Nouvelle étape dans la fusion des deux géants chinois de la construction navale
Cacophonie dans les statistiques
Clarkson Research, chiffres à l’appui, ne semble pas partager le constat. La société place les chantiers navals sud-coréens en tête du carnet de commandes mondial de nouvelles constructions en 2020. Selon ses données, les constructeurs navals coréens ont obtenu des commandes totalisant 8,19 millions de tonnes brutes compensées (tbc) pour 187 navires en 2020, soit 43 % du total mondial (19,24 millions de tbc pour 738 navires). Avec 7,93 millions de tbc et 353 navires, la Chine s’arrogerait 41 % du total mondial.
Rien qu'en décembre 2020, les chantiers coréens ont absorbé 73 % des commandes mondiales en obtenant 2,85 millions de tbc pour 42 navires, loin devant la Chine, avec 1,01 million de tbc pour 39 navires et la Croatie, avec 30 000 tbc pour un seul navire. Pour Clarkson, en termes de production, la Chine se place en revanche en tête avec 38,53 millions de tpl, soit une augmentation de 4,9 % par rapport à l'année précédente.
Mainmise de KSOE sur les commandes
Cinq constructeurs chinois se sont classés parmi les dix premiers du monde en termes de volume de construction, tandis que six d'entre eux figuraient aussi parmi les dix premiers pour les commandes et le carnet de commandes en cours.

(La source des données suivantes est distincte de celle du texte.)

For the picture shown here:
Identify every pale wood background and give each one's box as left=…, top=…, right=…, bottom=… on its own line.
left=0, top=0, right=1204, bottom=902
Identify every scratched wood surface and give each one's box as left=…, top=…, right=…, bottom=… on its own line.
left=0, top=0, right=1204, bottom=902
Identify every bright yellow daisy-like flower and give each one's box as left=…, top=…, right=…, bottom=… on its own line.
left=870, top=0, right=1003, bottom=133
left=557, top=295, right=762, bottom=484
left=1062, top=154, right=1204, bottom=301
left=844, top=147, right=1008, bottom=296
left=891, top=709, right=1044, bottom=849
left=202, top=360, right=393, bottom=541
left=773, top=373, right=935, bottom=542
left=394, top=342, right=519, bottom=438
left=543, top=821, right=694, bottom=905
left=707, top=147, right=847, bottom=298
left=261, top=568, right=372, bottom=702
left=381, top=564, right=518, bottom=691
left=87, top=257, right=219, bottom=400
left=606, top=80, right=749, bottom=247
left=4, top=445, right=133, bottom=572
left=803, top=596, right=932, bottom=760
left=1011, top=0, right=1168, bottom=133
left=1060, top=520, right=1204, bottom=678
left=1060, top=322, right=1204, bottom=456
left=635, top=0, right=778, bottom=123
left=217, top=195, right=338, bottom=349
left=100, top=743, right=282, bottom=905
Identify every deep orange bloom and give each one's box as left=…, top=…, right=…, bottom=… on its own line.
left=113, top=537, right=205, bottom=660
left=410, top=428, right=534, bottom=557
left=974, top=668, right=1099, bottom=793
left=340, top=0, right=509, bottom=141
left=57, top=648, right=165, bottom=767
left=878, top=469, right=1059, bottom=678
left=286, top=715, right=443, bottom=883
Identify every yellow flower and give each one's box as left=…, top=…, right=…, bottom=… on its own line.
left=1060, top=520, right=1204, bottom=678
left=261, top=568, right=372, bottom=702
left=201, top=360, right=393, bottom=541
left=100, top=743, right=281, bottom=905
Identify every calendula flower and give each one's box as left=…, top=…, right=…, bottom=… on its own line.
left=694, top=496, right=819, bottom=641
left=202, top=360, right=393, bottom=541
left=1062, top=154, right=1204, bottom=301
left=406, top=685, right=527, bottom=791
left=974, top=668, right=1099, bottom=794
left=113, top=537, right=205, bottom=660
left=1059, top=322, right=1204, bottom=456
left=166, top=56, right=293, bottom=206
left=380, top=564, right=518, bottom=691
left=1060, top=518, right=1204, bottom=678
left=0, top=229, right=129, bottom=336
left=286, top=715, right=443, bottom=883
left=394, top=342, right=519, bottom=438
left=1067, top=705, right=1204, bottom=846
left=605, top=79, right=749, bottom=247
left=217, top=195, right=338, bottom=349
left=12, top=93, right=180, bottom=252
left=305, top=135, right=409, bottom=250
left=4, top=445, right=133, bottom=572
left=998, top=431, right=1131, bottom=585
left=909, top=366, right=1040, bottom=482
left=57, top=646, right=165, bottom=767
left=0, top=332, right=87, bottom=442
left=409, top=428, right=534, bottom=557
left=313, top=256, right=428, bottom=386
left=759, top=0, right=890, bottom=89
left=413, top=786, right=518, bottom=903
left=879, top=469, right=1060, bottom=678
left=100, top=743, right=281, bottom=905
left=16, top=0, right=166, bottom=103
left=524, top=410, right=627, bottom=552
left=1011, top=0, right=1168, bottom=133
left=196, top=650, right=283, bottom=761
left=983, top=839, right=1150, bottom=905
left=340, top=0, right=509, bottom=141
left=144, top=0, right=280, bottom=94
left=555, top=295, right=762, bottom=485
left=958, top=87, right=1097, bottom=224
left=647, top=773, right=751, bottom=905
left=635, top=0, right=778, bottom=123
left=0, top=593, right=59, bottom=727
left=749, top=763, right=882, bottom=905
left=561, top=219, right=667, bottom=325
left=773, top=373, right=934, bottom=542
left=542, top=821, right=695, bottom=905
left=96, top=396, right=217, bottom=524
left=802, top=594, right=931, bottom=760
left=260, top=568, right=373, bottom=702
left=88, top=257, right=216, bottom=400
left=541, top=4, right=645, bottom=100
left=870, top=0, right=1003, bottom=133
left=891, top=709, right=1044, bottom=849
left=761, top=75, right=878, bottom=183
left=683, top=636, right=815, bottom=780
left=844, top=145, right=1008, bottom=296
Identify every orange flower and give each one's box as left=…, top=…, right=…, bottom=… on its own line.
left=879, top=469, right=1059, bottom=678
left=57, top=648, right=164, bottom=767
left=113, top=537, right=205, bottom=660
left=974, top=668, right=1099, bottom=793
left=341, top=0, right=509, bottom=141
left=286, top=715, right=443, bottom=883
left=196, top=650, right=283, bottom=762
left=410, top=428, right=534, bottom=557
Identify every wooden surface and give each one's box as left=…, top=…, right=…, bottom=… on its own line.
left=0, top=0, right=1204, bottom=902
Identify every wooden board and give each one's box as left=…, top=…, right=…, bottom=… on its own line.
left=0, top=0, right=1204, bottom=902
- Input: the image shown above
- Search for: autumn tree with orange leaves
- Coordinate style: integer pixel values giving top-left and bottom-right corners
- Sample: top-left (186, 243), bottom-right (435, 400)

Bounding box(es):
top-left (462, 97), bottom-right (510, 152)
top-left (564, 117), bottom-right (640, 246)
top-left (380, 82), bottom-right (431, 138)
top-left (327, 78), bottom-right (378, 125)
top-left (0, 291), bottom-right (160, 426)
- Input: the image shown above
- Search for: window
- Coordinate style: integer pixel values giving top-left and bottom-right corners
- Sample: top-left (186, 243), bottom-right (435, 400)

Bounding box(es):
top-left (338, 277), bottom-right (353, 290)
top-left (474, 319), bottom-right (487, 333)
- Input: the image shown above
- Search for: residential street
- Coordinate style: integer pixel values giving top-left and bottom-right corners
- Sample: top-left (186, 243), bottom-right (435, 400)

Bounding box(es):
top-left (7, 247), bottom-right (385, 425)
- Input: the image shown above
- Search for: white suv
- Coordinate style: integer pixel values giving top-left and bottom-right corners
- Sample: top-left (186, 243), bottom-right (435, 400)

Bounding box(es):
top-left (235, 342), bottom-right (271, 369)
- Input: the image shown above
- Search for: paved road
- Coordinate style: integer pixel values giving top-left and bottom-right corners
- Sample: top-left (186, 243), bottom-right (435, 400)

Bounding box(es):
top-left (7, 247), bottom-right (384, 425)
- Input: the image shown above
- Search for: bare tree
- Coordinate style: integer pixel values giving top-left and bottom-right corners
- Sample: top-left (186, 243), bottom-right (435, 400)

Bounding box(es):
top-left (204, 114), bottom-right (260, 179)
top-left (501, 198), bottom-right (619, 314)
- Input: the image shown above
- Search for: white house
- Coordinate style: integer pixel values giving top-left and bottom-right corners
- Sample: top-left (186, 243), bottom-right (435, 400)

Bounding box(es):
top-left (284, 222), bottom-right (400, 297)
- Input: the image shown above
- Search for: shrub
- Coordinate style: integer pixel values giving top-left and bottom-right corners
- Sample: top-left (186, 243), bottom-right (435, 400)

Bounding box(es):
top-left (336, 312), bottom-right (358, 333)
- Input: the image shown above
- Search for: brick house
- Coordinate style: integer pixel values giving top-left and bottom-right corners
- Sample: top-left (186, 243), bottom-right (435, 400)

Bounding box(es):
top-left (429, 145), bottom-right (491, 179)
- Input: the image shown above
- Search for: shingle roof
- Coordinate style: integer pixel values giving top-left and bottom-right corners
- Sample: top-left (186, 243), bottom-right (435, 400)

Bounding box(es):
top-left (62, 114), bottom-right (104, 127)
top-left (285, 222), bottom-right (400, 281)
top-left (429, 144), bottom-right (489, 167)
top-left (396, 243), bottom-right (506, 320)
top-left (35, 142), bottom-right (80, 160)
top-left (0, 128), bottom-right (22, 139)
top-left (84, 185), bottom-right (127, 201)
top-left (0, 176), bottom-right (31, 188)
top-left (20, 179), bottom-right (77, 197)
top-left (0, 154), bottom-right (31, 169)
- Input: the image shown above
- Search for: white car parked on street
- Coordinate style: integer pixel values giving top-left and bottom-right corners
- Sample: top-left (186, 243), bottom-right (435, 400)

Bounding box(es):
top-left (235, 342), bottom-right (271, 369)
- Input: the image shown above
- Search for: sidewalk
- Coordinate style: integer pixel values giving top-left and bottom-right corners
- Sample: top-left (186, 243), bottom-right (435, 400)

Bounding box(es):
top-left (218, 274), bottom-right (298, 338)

Globalement, l’année 2020 ne restera pas dans les annales de la construction navale. Les normes réglementaires à venir sur les émissions carbone rendent les propriétaires et exploitants de flotte attentistes et frileux tandis que la pandémie a entravé le travail des cales et contrarié les plannings. Le début de 2021 est d’une toute autre tonalité. Et les chantiers coréens font razzia sur les commandes.